窓から紅い光が差し込んだと思った途端、静かに寝ていたアキラが苦しみだしたのだ。
前回と同じく、何ら有効な手を打てずに、
ただアキラの名を呼ぶしかないミユの瞳に涙が滲みだした時、
呻き声が止み、アキラの目がゆっくりと開かれた。
一瞬、ミユの表情が喜びに包まれるが、アキラの瞳を見た途端、表情が凍る。
「!?」
ゆっくりと開かれたその瞳は、いつもの深い蒼でもなく、昼間見た黒でもなく、
暗い闇の色を映していた。
アキラは能面のように表情を動かさず、その口から無機質な声を漏らした。
「扉も……鍵も……私さえも……もはや私には必要ない。」
「……アキラ?」
かつて聞いた事のない声に、思わずミユは確認するようにアキラの名前を呼ぶ。
その時、再び外に変化が生じる。
紅い光はそのままに、突然空を雷雲が覆い、海を波立たせる程の地震が起きる。
「今度は何やねん!?」
激しく揺れ動く船に、ミユはアキラのベッドにしがみついて叫ぶ。
しかし、そんな叫びを無視するように、強い風と共に大粒の雨が降り出す。
「!?」
立て続けに起きる異常事態に、もはやミユは声も出せず、窓を叩きつける雷雨を凝視する。
その瞳に一際明るい紅い光が映る。
遺跡から立ち昇る紅い光の柱は、まるで血の色のように目映く輝き、その存在を主張していた。

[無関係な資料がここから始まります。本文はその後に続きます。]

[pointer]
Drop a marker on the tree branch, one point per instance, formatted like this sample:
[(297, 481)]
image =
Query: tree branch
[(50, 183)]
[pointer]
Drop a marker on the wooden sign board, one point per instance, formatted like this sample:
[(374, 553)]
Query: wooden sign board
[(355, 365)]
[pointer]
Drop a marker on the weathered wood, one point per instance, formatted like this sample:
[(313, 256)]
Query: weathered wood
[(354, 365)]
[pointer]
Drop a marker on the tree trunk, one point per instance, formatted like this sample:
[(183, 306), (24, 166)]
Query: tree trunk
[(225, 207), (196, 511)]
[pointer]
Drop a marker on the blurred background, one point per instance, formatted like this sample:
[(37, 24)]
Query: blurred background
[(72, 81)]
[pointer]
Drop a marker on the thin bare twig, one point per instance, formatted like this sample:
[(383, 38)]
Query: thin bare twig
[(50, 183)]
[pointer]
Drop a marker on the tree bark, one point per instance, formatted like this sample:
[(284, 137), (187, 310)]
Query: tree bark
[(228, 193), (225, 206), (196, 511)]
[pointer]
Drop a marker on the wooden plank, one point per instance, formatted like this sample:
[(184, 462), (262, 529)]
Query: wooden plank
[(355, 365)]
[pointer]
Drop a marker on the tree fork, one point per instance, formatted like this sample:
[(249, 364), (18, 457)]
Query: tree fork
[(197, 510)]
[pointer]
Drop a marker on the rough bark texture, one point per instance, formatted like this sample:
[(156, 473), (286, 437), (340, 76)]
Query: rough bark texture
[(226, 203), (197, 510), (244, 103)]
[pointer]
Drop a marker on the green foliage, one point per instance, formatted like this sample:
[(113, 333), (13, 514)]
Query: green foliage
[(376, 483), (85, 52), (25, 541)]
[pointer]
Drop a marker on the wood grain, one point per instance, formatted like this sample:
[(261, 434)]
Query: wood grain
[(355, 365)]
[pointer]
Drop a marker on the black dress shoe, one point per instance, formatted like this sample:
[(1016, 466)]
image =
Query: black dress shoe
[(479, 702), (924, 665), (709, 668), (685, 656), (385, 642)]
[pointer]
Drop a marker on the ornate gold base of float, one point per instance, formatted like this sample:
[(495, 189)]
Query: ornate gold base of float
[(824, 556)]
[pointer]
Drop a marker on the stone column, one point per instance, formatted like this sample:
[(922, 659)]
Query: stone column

……やがて、光が消えてミユが我に返った頃には、揺れは治まり、雨だけが窓を叩いていた。
アキラも既に目を閉じ、何事も無かったように静かな寝息をたてている。
ミユは緊張で張りつめた表情のまま、ゆっくりと辺りを見渡した後、
静かに上下するアキラの胸に顔を押しつけた。
「……起きてぇや、アキラ。」
くぐもったミユの言葉に応える声は無く、静かな部屋にアキラの寝息と雨音だけが響いた。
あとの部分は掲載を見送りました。